Tuesday 22 March 2011

CBR3 Book 21: "Juliet, Naked" by Nick Hornby

Publisher: Penguin
Page count: 256 pages
Rating: 3 stars
Date begun: March 22nd, 2011
Date finished: March 22nd, 2011

Duncan is a big old-music nerd and a self-styled expert on the music career of Tucker Crowe, a singer-songwriter (think Dylan) who released one really critically acclaimed album in the 80s, and then suddenly during a tour disappeared and went into hiding. Duncan frequents internet message boards where he and other fans debate and analyze every aspect of Crowe's career in detail, speculating on what made him suddenly drop everything, and on what he may be up to now. Annie has lived with him in an increasingly more unsatisfying relationship for the past 15 years, and is realizing that she's suddenly middle-aged, living in a boring little English seaside town with a dead-end job at the town's tiny museum, and she doesn't know how to change things.

The thing that does trigger sudden change in Annie's dreary life is an advance copy of the demos for Tucker Crowe's lauded breakup album Juliet, sent to Duncan through one of his message board mates.  Annie opens the post and listens to it before Duncan gets a chance to. They end up having extremely differing opinions on the quality of the album (called Juliet, Naked - see what they did there), and while Duncan posts a glowingly enthusiastic review of it on the internet, Annie decides to post her own. Having posted her e-mail address with the review, she is contacted shortly after by none other than the elusive Tucker Crowe himself, who is now a middle aged man living in the American country side, trying to come to grips with his own years of wasted potential and the various children he's fathered over the years turning up on his doorstep. They start an e-mail correspondence, and soon Annie knows more about the obscure Mr Crowe than his devoted fans have ever dreamed of.

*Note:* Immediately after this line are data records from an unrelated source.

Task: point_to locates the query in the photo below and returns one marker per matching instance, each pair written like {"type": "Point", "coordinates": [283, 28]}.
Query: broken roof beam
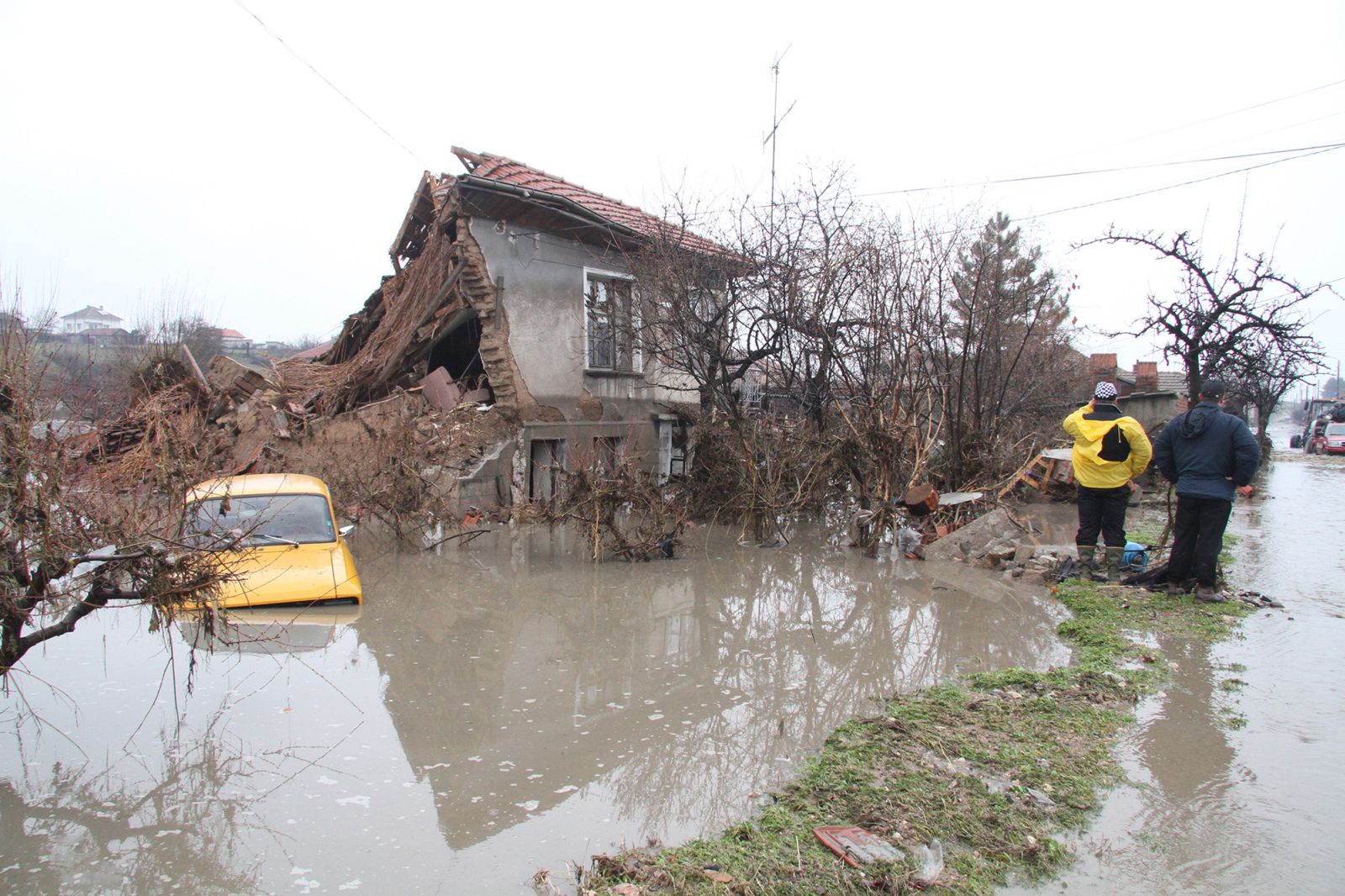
{"type": "Point", "coordinates": [409, 353]}
{"type": "Point", "coordinates": [420, 214]}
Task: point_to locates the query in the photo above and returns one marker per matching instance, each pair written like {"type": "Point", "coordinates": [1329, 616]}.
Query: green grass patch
{"type": "Point", "coordinates": [993, 767]}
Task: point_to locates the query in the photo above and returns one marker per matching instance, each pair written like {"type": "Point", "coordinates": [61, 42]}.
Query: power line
{"type": "Point", "coordinates": [1223, 114]}
{"type": "Point", "coordinates": [1096, 171]}
{"type": "Point", "coordinates": [329, 82]}
{"type": "Point", "coordinates": [1184, 183]}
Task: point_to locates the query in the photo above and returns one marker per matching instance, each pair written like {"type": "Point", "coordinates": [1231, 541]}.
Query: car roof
{"type": "Point", "coordinates": [259, 485]}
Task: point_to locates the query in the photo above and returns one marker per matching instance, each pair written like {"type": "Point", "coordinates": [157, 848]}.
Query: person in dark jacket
{"type": "Point", "coordinates": [1210, 456]}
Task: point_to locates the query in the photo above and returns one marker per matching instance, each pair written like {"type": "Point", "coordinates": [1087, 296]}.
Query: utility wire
{"type": "Point", "coordinates": [329, 82]}
{"type": "Point", "coordinates": [1184, 183]}
{"type": "Point", "coordinates": [1096, 171]}
{"type": "Point", "coordinates": [1192, 124]}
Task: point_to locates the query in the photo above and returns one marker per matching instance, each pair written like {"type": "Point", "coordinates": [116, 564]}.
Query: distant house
{"type": "Point", "coordinates": [87, 318]}
{"type": "Point", "coordinates": [104, 336]}
{"type": "Point", "coordinates": [235, 340]}
{"type": "Point", "coordinates": [1147, 393]}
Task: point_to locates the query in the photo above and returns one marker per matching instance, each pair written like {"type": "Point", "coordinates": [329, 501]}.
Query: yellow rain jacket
{"type": "Point", "coordinates": [1110, 448]}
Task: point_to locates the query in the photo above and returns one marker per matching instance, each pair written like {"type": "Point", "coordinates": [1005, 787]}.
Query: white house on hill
{"type": "Point", "coordinates": [87, 318]}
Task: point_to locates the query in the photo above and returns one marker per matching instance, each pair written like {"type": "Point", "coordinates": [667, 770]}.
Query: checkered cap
{"type": "Point", "coordinates": [1105, 390]}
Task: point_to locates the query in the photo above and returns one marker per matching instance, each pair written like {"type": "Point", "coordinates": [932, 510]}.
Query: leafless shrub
{"type": "Point", "coordinates": [60, 509]}
{"type": "Point", "coordinates": [622, 509]}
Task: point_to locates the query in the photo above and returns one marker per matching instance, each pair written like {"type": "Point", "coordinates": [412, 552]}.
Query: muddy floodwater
{"type": "Point", "coordinates": [1241, 788]}
{"type": "Point", "coordinates": [491, 710]}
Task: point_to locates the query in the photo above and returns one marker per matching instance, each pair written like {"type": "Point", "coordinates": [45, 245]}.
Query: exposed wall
{"type": "Point", "coordinates": [542, 295]}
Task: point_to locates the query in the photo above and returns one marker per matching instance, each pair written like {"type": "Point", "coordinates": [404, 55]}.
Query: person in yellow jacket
{"type": "Point", "coordinates": [1111, 450]}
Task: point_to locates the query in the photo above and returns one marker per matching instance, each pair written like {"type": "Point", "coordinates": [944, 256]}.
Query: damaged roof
{"type": "Point", "coordinates": [490, 171]}
{"type": "Point", "coordinates": [504, 188]}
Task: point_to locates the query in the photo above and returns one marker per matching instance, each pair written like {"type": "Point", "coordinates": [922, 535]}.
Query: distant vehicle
{"type": "Point", "coordinates": [1333, 440]}
{"type": "Point", "coordinates": [276, 539]}
{"type": "Point", "coordinates": [1321, 412]}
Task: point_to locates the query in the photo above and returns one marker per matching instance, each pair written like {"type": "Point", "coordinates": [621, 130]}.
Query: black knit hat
{"type": "Point", "coordinates": [1212, 389]}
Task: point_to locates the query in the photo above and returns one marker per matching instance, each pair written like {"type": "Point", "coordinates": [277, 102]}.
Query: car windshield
{"type": "Point", "coordinates": [264, 519]}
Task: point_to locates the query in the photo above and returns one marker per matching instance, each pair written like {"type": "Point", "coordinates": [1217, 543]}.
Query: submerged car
{"type": "Point", "coordinates": [276, 539]}
{"type": "Point", "coordinates": [1333, 439]}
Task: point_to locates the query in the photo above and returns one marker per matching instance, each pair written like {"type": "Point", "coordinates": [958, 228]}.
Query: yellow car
{"type": "Point", "coordinates": [277, 541]}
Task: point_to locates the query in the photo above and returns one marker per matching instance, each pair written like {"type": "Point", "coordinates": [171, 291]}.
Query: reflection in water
{"type": "Point", "coordinates": [509, 705]}
{"type": "Point", "coordinates": [96, 835]}
{"type": "Point", "coordinates": [683, 687]}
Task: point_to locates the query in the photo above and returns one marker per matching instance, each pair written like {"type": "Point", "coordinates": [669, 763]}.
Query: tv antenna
{"type": "Point", "coordinates": [775, 121]}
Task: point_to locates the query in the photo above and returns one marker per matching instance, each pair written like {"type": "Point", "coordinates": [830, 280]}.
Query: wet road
{"type": "Point", "coordinates": [1242, 788]}
{"type": "Point", "coordinates": [493, 710]}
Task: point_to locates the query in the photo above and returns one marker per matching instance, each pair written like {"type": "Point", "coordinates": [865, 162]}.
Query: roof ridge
{"type": "Point", "coordinates": [569, 183]}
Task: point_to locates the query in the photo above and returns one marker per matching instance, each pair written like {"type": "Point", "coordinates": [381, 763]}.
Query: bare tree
{"type": "Point", "coordinates": [709, 314]}
{"type": "Point", "coordinates": [1261, 376]}
{"type": "Point", "coordinates": [76, 535]}
{"type": "Point", "coordinates": [1221, 319]}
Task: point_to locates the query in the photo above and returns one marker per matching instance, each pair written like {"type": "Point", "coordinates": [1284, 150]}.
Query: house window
{"type": "Point", "coordinates": [612, 323]}
{"type": "Point", "coordinates": [607, 454]}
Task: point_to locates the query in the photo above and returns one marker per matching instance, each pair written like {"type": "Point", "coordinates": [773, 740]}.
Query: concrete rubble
{"type": "Point", "coordinates": [997, 541]}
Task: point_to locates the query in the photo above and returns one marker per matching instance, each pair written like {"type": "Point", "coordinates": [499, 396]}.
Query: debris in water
{"type": "Point", "coordinates": [857, 845]}
{"type": "Point", "coordinates": [931, 864]}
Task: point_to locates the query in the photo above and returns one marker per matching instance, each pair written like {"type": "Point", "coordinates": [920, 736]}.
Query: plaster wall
{"type": "Point", "coordinates": [541, 279]}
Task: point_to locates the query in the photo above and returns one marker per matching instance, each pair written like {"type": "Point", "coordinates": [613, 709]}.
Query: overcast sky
{"type": "Point", "coordinates": [186, 151]}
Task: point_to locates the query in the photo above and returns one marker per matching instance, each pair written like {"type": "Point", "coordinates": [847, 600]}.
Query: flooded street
{"type": "Point", "coordinates": [1242, 788]}
{"type": "Point", "coordinates": [497, 709]}
{"type": "Point", "coordinates": [509, 705]}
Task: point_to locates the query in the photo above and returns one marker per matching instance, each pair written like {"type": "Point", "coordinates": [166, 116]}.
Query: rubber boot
{"type": "Point", "coordinates": [1114, 557]}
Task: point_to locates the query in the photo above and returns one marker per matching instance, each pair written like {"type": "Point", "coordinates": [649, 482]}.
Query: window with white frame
{"type": "Point", "coordinates": [611, 323]}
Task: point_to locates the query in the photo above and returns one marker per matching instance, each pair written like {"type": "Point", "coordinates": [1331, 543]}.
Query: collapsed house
{"type": "Point", "coordinates": [513, 289]}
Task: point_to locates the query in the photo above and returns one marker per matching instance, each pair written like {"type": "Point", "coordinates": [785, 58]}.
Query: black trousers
{"type": "Point", "coordinates": [1197, 537]}
{"type": "Point", "coordinates": [1102, 510]}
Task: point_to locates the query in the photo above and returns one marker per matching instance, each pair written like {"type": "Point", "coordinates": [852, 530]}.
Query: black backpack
{"type": "Point", "coordinates": [1114, 445]}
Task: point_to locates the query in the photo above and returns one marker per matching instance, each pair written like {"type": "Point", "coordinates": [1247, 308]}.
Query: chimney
{"type": "Point", "coordinates": [1102, 367]}
{"type": "Point", "coordinates": [1147, 376]}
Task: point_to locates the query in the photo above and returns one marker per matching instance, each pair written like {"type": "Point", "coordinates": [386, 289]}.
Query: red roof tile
{"type": "Point", "coordinates": [517, 174]}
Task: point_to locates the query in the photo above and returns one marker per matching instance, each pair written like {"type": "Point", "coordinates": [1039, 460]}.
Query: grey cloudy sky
{"type": "Point", "coordinates": [177, 150]}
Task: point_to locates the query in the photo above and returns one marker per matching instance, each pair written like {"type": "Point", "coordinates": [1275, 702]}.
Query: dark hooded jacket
{"type": "Point", "coordinates": [1207, 452]}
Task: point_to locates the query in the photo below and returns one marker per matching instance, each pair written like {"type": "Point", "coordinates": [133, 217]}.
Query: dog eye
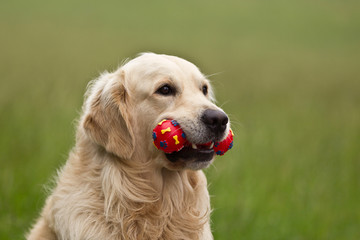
{"type": "Point", "coordinates": [205, 90]}
{"type": "Point", "coordinates": [165, 90]}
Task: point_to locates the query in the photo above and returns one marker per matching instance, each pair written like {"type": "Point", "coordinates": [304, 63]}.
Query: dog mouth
{"type": "Point", "coordinates": [200, 152]}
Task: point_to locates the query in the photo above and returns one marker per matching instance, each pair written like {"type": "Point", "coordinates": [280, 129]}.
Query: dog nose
{"type": "Point", "coordinates": [215, 120]}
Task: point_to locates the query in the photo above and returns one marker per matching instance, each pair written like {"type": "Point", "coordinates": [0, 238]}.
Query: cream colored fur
{"type": "Point", "coordinates": [116, 184]}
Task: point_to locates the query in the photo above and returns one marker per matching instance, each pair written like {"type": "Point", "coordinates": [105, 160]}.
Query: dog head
{"type": "Point", "coordinates": [123, 107]}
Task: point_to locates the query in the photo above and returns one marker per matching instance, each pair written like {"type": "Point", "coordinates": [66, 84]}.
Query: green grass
{"type": "Point", "coordinates": [289, 78]}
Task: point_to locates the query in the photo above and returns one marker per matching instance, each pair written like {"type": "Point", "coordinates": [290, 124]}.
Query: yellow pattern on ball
{"type": "Point", "coordinates": [165, 130]}
{"type": "Point", "coordinates": [176, 140]}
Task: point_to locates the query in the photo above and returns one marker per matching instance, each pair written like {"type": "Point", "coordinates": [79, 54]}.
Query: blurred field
{"type": "Point", "coordinates": [288, 75]}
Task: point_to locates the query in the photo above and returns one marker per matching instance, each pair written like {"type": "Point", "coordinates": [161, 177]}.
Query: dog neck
{"type": "Point", "coordinates": [146, 200]}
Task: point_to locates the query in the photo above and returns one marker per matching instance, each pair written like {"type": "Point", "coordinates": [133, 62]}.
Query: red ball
{"type": "Point", "coordinates": [222, 147]}
{"type": "Point", "coordinates": [168, 136]}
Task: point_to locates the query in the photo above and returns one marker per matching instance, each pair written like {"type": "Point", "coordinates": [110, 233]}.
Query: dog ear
{"type": "Point", "coordinates": [107, 119]}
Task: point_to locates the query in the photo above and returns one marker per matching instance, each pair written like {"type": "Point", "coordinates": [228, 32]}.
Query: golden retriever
{"type": "Point", "coordinates": [116, 184]}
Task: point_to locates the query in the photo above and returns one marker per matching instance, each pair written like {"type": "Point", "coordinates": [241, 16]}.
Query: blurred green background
{"type": "Point", "coordinates": [287, 72]}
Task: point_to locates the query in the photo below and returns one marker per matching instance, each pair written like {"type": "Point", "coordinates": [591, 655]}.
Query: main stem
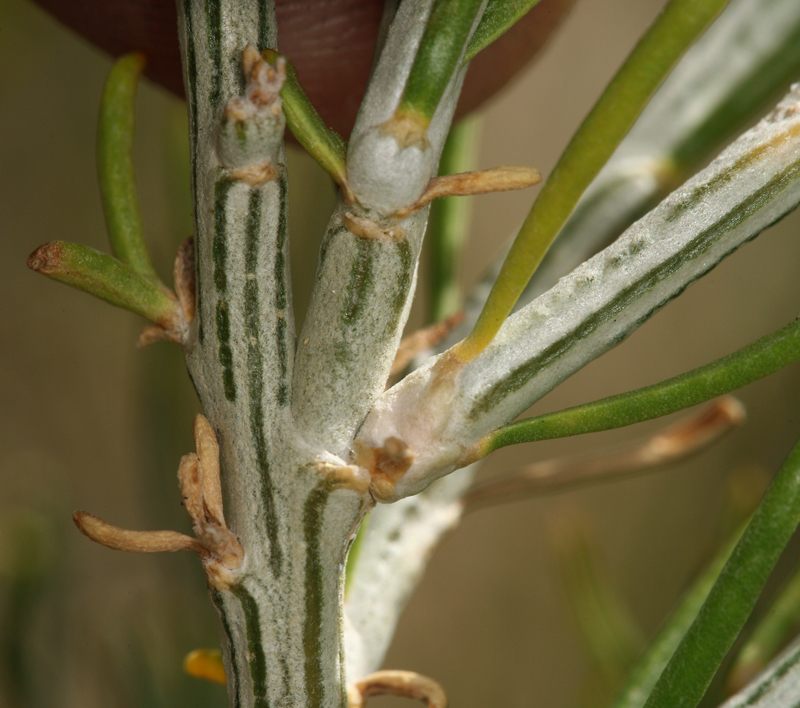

Juliet, Naked is the third Hornby novel I've read, the first one being High Fidelity, which I found dreadfully dull, and finished out of stubbornness. I also read About A Boy, as I'm a fan of the movie, and found it much better, if a bit dark at times. I was a bit dubious, since in this one, Hornby once again portrays a music obsessive, but the book was for the most part very entertaining, and Duncan is clearly meant to be a bit pathetic, abrasive and unlikable. Anyone who's ever frequented an internet message board where lots of obsessive fans voice their opinions on whatever subject they're passionate about has encountered someone like Duncan. Yet Hornby also manages to make us see that he's a complex person, not just a caricature.

Obviously, I preferred the parts of the story from Annie and Tucker's point of view. Tucker has clearly not been the nicest or wisest person over the years, he's made a whole load of mistakes, and is only now starting to realize that he may have made a bit of a mess out of a lot of things in his life. Both he and Annie have a lot of regrets about their pasts, and develop a friendship through their correspondance that helps them affect necessary changes. If it hadn't been for the rather sudden ending (termed by some online reviewers as tantalisingly open-ended and bittersweet), but which I found a bit lazy and cowardly and would've criticised one of my pupils for ending a story with, I would have really enjoyed this a lot. As it is, it's probably my favourite Hornby book, but I would've liked it more if it had another 10 pages or so and wrapped up the story a bit more.